Understanding Large Language Models

Oct 16, 2024

Introduction to Large Language Models

Overview

  • Re-recorded talk on large language models (LLMs) for YouTube.
  • Discusses LLMs using the example of LAMA2-70B by Meta.ai.

What is a Large Language Model?

  • Comprises two files: parameter file and a run file (code to run parameters).
  • Example: LAMA2 series with different sizes (7B, 13B, 34B, 70B parameters).
  • Open weights models like LAMA2 are accessible, unlike proprietary models like ChatGPT.
  • Parameters stored as 140GB float 16 data type.

Running LLMs

  • Can run LAMA2 models with just the two files on a laptop.
  • Requires no internet for basic inference.
  • Example given with scaled-down model for speed demonstration.

Obtaining Parameters: Model Training

  • Training compresses large datasets (10TB of text) using GPU clusters.
  • LAMA2 training specifics: 6000 GPUs, 12 days, $2 million cost.
  • Training involves lossy compression of internet text.

Neural Network Functionality

  • Task: Predict the next word in a sequence.
  • Training data leads to learning general world knowledge.
  • Inference uses text predictions based on training data distribution.

Understanding Neural Networks

  • Architecture understood but parameter interactions remain complex.
  • Issue: Models like GPT-4 have knowledge retrieval problems (e.g., asymmetry in question-answer pairs).

Model Training and Fine-tuning

Pre-training vs.

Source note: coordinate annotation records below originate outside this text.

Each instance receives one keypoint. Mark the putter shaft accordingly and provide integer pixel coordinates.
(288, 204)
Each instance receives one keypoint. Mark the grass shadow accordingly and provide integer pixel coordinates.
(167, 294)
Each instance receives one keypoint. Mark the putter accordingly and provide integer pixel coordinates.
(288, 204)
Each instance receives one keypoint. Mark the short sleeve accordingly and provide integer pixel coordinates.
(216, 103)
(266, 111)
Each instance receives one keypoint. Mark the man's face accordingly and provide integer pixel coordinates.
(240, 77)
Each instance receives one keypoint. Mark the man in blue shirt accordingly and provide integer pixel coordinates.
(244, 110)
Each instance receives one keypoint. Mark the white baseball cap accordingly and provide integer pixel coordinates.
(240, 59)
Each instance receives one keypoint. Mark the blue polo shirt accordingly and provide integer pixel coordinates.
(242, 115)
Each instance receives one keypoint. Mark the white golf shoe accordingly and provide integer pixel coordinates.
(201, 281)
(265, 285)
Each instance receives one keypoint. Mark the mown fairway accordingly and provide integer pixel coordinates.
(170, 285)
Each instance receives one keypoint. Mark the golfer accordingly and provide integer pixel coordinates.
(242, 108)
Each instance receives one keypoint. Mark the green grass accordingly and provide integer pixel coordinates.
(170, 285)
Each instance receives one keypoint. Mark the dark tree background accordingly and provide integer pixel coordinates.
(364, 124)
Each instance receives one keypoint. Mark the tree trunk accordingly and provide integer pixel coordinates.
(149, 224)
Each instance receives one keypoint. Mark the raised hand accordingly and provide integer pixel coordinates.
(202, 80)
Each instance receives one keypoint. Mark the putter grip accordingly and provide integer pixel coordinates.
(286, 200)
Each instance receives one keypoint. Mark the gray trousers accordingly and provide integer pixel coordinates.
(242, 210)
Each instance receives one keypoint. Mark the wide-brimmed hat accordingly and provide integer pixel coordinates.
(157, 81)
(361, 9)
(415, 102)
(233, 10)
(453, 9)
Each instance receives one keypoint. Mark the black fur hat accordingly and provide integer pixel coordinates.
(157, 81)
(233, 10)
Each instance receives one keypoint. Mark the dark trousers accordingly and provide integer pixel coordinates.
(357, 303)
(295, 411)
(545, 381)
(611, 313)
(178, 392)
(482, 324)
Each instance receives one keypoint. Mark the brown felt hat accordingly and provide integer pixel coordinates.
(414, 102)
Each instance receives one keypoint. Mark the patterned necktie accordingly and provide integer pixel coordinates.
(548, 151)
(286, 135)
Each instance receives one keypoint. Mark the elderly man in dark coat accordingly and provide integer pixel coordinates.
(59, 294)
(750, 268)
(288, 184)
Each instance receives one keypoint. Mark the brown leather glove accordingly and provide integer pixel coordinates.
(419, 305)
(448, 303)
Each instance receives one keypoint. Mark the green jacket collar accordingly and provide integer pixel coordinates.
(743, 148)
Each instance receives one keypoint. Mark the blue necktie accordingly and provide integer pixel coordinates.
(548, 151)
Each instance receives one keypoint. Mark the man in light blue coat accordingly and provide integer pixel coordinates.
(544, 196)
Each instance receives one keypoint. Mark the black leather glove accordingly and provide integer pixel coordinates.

Fine-tuning

  • Pre-training: Involves large-scale internet text for general knowledge.
  • Fine-tuning: Adjusts model behavior for specific tasks using high-quality Q&A datasets.

Fine-tuning Process

  • Collect high-quality labeled data for Q&A.
  • Process improves model's ability to act as an assistant.

Further Fine-tuning (Stage 3)

  • Uses comparison labels (e.g., choosing best response) for further refinement.
  • Reinforcement Learning from Human Feedback (RLHF) as an example method.

Labeling Instructions

  • Instructions can be detailed, aiming for helpful, truthful, harmless outputs.

Human-Machine Collaboration

  • Increasing use of AI in creating labels, reducing human workload.

Current Model Landscape and Performance

Open vs. Proprietary Models

  • Closed models (e.g., GPT, Claude) perform better but lack user access.
  • Open models (e.g., LAMA2) offer freedom in fine-tuning and usage.

Scaling Laws

  • Performance depends on parameters and training data size.
  • Larger models tend to perform better without needing new algorithms.

Future Directions

System 1 vs. System 2 Thinking

  • LLMs currently operate on instinctive processing (System 1).
  • Goal: Develop System 2, allowing deeper reasoning and longer processing times.

Self-improvement

  • Inspired by AlphaGo's self-improvement through reinforcement learning.
  • Challenge: LLMs lack clear reward functions except in narrow domains.

Customization and Specialized Tasks

  • Customizing models for specific tasks using tools like GPT’s App Store.

Challenges and Security Concerns

Jailbreak and Prompt Injection Attacks

  • Jailbreaks allow bypassing safety instructions via roleplay or encoded queries.
  • Prompt injections hijack model instructions (e.g., hidden text in images).

Data Poisoning and Backdoor Attacks

  • Potential for training data manipulation to create triggers that alter model behavior.

Defense and Ongoing Security Efforts

  • Constant updates and defenses against emergent attacks.

Conclusion

  • LLMs as part of a new computing paradigm with unique challenges and opportunities.
  • Active development and interest in improving capabilities and security of LLMs.